Na’ama Goldman, encore rare sur nos scènes malgré ses qualités vocales et dramatiques, s’empare du rôle de Salud. L’émission charnue, chaude et ample, aux graves de velours, la noblesse du jeu dramatique nous bouleversent : elle s’impose ainsi comme la nouvelle référence. Les inflexions du flamenco, comme la plasticité du chant, pour une voix rompue aux exigences des grands rôles, nous valent une ample séguédille (« Vivan los que rien ! »), d’anthologie. On se souvient de Taven, puis Suzuki qu’elle chanta ici même, Vikena Kamenica est une superbe grand-mère (La Abuela), sensible, aimante, lucide et résignée.
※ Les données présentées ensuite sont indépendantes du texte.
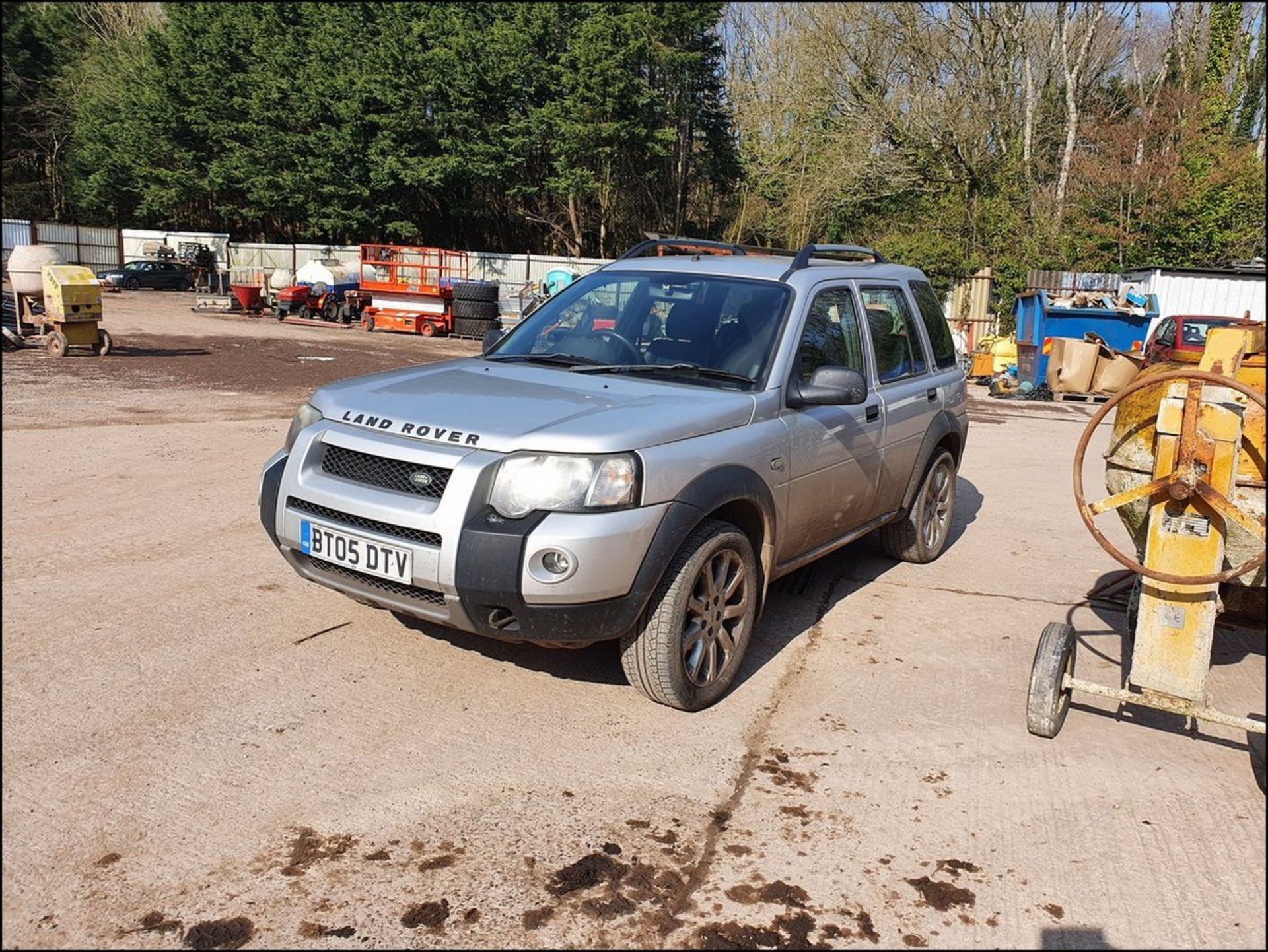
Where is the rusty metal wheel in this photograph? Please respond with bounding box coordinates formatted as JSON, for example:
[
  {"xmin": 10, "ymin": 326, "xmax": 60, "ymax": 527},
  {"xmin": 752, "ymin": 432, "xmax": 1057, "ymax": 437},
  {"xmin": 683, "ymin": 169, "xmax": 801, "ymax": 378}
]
[{"xmin": 1074, "ymin": 370, "xmax": 1268, "ymax": 586}]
La différence de timbre, la rondeur, la plénitude et la maturité de l’émission, le jeu dramatique n’appellent que des éloges. Jean-Michel Richer donne à son Paco l’inconsistance, la superficialité pusillanime, la lâcheté attendues. La voix est solide, même si elle paraît en retrait dans son duo avec Salud, lyrique à souhait. L’oncle (El Tio Sarvaor) trouve toute sa force véhémente, farouche, colérique dans le chant et le jeu de Jean-Luc Ballestra. La voix dans la forge, puis la voix lointaine sont confiées à Tadeusz Szczblewski. Son travail obstiné, son rappel – ressassé – du poids de la fatalité sont magnifiquement rendus. En Carmela, qu’épouse Paco, nous retrouvons Patricia Illera, dont les qualités ont été soulignées dans l’Amour sorcier. C’est plus qu’une promesse. La Cantaora de Laura Gallego Cabezas répond à toutes nos attentes, juste, authentique porteuse de la tradition.
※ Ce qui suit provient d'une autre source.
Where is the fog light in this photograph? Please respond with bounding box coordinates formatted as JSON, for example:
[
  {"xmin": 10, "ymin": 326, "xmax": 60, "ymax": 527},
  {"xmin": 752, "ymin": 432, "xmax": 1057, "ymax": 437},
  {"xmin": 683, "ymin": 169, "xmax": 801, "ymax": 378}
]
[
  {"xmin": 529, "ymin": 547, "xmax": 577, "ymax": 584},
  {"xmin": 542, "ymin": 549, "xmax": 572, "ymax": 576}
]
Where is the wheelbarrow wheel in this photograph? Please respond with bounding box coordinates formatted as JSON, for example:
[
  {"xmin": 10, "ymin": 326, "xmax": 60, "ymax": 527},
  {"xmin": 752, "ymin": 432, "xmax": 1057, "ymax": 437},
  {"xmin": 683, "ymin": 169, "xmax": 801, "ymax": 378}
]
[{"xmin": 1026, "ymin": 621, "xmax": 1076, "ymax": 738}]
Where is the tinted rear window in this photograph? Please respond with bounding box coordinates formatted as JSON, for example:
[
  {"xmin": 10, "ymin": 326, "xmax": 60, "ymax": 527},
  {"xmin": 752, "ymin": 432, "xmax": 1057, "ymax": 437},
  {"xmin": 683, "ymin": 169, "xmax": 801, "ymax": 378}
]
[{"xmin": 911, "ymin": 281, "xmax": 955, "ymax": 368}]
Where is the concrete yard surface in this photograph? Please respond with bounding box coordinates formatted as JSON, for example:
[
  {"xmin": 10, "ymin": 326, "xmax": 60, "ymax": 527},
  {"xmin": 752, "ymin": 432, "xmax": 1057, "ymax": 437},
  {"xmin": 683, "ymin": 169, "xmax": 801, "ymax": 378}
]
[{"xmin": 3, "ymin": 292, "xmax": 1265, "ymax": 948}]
La mort de Salud ( Na'ama Goldstein) © Philippe Gisselbrecht
Le chœur se montre plein, équilibré, précis. Ses solistes (les vendeuses de fleurs) ne sont pas moins remarquables que les premiers rôles. Seul (petit) regret : le jeu scénique convenu lorsqu’il accompagne les danses gitanes, ponctuées par les voix. Après un début prosaïque de l’Amour sorcier, d’un orchestre dépourvu de mystère comme d’alacrité, celui-ci va trouver rapidement ses marques sous la baguette experte et totalement engagée de José Miguel Pérez-Sierra. Le nouveau directeur musical du Teatro de la Zarzuela porte la phalange messine à l’incandescence, avec un souci de clarté, de couleur, d’énergie et de précision. C’est un régal pour l’oreille : la dynamique, les progressions, la mise en valeur des solistes et des pupitres, tout nous ravit, pour une émotion permanente. Granada, la page symphonique sur laquelle s’achève le premier acte, mérite d’être davantage connue. Magnifique réussite, le mordoré du crépuscule et la tombée de la nuit, comme les échos de la fête, sont rendus avec poésie et chaleur.
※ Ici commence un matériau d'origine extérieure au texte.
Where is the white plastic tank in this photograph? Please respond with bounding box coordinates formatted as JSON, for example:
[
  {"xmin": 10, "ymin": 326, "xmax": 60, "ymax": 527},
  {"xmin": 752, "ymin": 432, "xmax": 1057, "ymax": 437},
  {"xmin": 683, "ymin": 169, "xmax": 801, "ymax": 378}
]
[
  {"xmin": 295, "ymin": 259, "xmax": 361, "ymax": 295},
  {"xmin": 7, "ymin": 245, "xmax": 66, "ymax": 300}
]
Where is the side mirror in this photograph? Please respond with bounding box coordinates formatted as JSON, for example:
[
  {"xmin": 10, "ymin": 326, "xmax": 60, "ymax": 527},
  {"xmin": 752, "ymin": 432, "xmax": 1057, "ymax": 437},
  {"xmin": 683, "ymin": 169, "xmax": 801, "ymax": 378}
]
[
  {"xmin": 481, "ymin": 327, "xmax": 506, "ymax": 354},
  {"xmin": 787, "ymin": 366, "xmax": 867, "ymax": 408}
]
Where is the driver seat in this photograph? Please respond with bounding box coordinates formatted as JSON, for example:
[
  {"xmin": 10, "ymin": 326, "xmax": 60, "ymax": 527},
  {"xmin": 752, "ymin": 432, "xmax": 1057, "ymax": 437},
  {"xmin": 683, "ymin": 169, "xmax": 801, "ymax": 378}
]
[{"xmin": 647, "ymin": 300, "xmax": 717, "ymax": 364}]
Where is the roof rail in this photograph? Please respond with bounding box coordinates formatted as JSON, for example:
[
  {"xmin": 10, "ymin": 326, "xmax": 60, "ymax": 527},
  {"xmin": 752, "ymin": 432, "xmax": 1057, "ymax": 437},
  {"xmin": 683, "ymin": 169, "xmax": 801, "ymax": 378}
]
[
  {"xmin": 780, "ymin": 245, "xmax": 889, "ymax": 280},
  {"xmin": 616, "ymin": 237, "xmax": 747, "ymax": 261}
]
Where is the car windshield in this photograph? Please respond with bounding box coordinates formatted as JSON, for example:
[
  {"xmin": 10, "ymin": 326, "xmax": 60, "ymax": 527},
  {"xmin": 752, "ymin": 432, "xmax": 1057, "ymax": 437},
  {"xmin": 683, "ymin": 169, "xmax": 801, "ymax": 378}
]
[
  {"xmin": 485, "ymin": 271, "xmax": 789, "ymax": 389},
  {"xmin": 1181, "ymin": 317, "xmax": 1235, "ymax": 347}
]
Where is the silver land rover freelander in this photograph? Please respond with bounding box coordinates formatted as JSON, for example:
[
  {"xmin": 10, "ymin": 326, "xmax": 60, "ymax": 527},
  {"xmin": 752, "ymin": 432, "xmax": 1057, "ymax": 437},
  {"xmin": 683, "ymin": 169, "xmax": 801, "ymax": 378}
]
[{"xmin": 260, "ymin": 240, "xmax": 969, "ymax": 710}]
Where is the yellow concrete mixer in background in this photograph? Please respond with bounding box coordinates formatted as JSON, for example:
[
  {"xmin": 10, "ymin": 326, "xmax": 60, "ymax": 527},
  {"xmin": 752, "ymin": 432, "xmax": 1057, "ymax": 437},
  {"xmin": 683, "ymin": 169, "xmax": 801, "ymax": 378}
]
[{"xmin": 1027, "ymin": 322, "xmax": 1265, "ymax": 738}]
Certes, nul n’a eu le privilège d’assister à toutes les productions de ces chefs-d’œuvre, mais de mémoire longue, même fragmentaire, rarement la puissance dramatique et l’émotion ont trouvé meilleure traduction. La mort de Salud nous bouleverse au plus haut point, au terme d’une progression inexorable à laquelle nul ne peut être indifférent. Longtemps après que la dernière note ait retenti, l’émotion demeure intacte et les images sonores et visuelles continuent de nous hanter. Une production appelée à faire date, à laquelle on souhaite la plus large diffusion.
(1) Alors jumelée aux scènes de Carmen, chorégraphiées. Naturellement la distribution est totalement renouvelée, comme la direction, alors confiée à Jacques Mercier.